I spent the days leading up to the event preparing to have my underdeveloped ideas torn to shreds by the seasoned academics in attendance, most of whom are leaders in the field of rural sociology. Thankfully, I was spared humiliation; it turns out that TARRN works to actively support new and experienced academics alike, and this meeting was no exception. I am pleased to report I didn’t have any rotten tomatoes thrown at me, nor did anyone tell me I am stupid (I cannot confirm no one thought this, but I choose to remain comfortable in my ignorance). Instead, I received a great deal of thoughtful, constructive feedback, which left me feeling motivated and inspired.
TARRN meetings aim to maximise idea sharing. Participants present ‘think pieces’, each written with a view to stimulating debate and sparking future research. This is followed by round table discussion on the topic – an opportunity for people to ask questions, provide feedback, and suggest ideas for future research and collaboration. There are also short presentations about attendees’ current research again followed by round table discussion. This offered those who wished it an opportunity to receive valuable feedback about their research from their fellow academics. The conference room was abuzz with exciting ideas, and everyone seemed energised.

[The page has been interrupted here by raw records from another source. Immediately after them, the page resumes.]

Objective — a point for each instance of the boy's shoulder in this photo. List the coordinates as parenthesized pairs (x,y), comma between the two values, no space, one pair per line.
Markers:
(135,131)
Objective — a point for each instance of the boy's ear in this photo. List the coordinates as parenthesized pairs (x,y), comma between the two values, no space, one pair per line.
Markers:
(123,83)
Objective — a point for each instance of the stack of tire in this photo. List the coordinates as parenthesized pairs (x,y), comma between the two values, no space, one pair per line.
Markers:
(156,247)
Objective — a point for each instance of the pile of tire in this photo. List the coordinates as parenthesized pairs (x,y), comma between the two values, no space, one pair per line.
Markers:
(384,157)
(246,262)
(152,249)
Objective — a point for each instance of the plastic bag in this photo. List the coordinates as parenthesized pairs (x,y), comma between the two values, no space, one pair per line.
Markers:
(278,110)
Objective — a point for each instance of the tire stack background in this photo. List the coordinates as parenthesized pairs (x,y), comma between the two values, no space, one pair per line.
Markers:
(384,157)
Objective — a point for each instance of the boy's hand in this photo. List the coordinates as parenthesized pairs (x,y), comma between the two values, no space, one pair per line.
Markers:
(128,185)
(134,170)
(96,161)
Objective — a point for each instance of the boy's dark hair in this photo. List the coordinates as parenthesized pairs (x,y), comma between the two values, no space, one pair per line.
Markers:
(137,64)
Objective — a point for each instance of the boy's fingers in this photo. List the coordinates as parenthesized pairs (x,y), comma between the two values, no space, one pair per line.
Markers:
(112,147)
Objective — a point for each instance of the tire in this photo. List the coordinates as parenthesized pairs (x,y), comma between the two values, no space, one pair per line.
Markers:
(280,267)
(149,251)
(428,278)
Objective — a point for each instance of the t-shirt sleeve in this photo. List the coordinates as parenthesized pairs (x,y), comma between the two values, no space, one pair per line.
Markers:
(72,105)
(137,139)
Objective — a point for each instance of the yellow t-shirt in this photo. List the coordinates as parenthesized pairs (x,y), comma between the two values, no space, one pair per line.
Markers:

To me, the TARRN meeting felt like what academia should be about: idea sharing and collaboration, for the benefit of all. For why do we research if not to learn about the world and how it works, in order to help make it a better place? And therefore, if our research is indeed for “the greater good”, should we not, as academics, be helping further each other’s work as much as we can? Perhaps it is naïve of me to believe this. I am aware of academia’s competitive, cut-throat reputation, and maybe after another three years of PhD study I will become jaded. However, I hold out hope, because the TARRN meeting demonstrated to me that academia can be positive, supportive, and collaborative. I am already looking forward to next year’s meeting in Aberdeen, which, although not as exotic as New York, will at least not take two days to travel to.